Entretanto, isso deliberadamente muda o foco do debate da propriedade para o que Piketty chama de “a fronteira” (e outros chamam de limites). Isso deixa um vazio no mercado político para ideias redistribucionistas. Estamos agora num momento crítico muito parecido com o de 1900, quando a desigualdade extrema ajudou a lançar os partidos socialistas e comunistas.
Piketty fornece uma nova agenda redistribucionista. Ele pede “justiça educacional”- basicamente gastar a mesma quantia por cada pessoa em educação. Ele defende dar aos trabalhadores mais poder de decisão sobre como as empresas são administradas, como acontece na Alemanha e na Suécia. Mas a sua principal proposta é a taxação sobre a riqueza.
Longe de abolir a propriedade, ele quer distribuí-la para a metade mais pobre, que mesmo nos países ricos nunca teve muita coisa. Para fazer isso, afirma, é preciso redefinir a propriedade privada como “temporária” e limitada: você pode gozar dela enquanto estiver vivo, em quantidades moderadas.
Piketty propõe uma taxação de 90% sobre as fortunas dos bilionários. Com esses recursos, um país como a França poderia conceder a cada cidadão um fundo fiduciário de cerca de €120 mil euros à idade de 25 anos.
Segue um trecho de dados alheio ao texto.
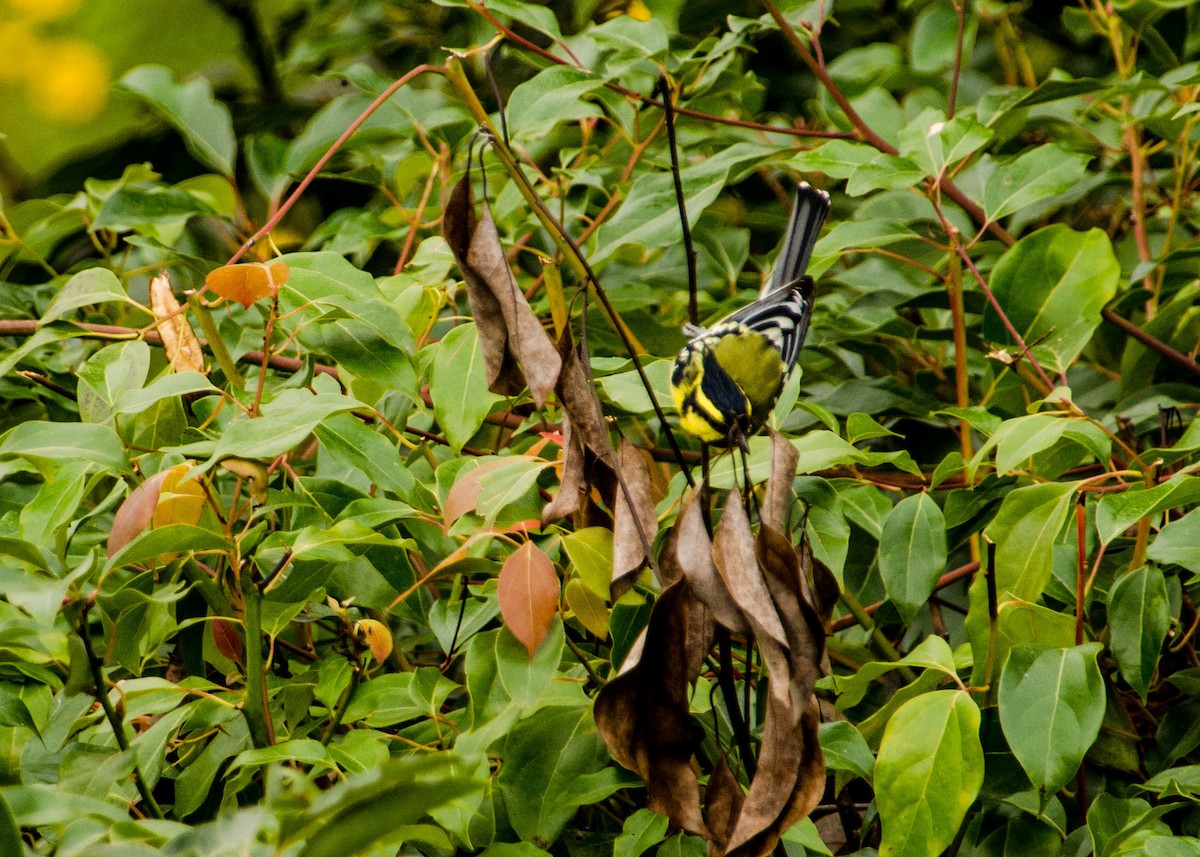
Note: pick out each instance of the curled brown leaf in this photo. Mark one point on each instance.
(178, 339)
(516, 348)
(643, 715)
(636, 522)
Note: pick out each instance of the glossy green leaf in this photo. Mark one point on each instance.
(351, 442)
(1176, 543)
(845, 749)
(912, 552)
(53, 442)
(649, 215)
(1051, 285)
(642, 829)
(366, 809)
(863, 166)
(1122, 827)
(395, 697)
(1025, 529)
(934, 143)
(202, 120)
(1051, 705)
(1139, 616)
(1042, 172)
(85, 288)
(553, 763)
(555, 95)
(591, 553)
(929, 772)
(285, 421)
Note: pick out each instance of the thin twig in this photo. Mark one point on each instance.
(960, 11)
(112, 331)
(329, 153)
(114, 719)
(1155, 345)
(688, 247)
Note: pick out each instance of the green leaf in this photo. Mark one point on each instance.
(641, 831)
(1051, 705)
(589, 551)
(864, 166)
(366, 809)
(933, 653)
(285, 421)
(934, 143)
(929, 772)
(354, 444)
(1020, 623)
(10, 833)
(1025, 531)
(459, 385)
(845, 749)
(649, 215)
(202, 120)
(172, 539)
(1042, 172)
(912, 552)
(1119, 511)
(1051, 285)
(88, 287)
(400, 696)
(1182, 781)
(553, 763)
(337, 310)
(107, 376)
(47, 443)
(1120, 827)
(1139, 616)
(171, 385)
(551, 96)
(1176, 543)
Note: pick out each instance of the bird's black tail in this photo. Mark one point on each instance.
(808, 216)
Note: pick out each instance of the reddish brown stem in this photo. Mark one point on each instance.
(111, 331)
(958, 574)
(324, 159)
Impostos muito altos, observa ele, não impediram o crescimento acelerado no período de 1950 a 1980.
Elizabeth Warren (assessorada por economistas que trabalham com Piketty) está propondo impostos anuais de 2% sobre as fortunas de famílias com mais de US$ 50 milhões, e 3% sobre os bilionários. Ela estima que isso afetaria 75 mil famílias e renderia receitas de US$ 2,75 trilhões em dez anos. Pesquisas sugerem que a maioria dos americanos gosta da ideia.
Paradoxalmente, os EUA plutocráticos podem ser o terreno ideal para um imposto sobre as fortunas. Mark Stabile, economista do Instituto Europeu de Administração de Empresas (Insead), observa que os americanos ricos possuem hoje tanta riqueza que mesmo que Warren capture apenas uma pequena parcela, isso pode contribuir com muito.
Em segundo lugar, argumenta Stabile, os americanos são taxados mesmo no exterior, de modo que transferir a riqueza para fora do país não os resguardaria (e Warren imporia pesadas taxas a todos que quisessem desistir da cidadania).
Por último, graças aos SwissLeaks e aos Panama Papers, aprendemos muita coisa sobre como os riscos escondem seu dinheiro. Defensores da desigualdade surgirão com as justificativas usuais. Mas agora os redistribucionistas têm a sua melhor chance.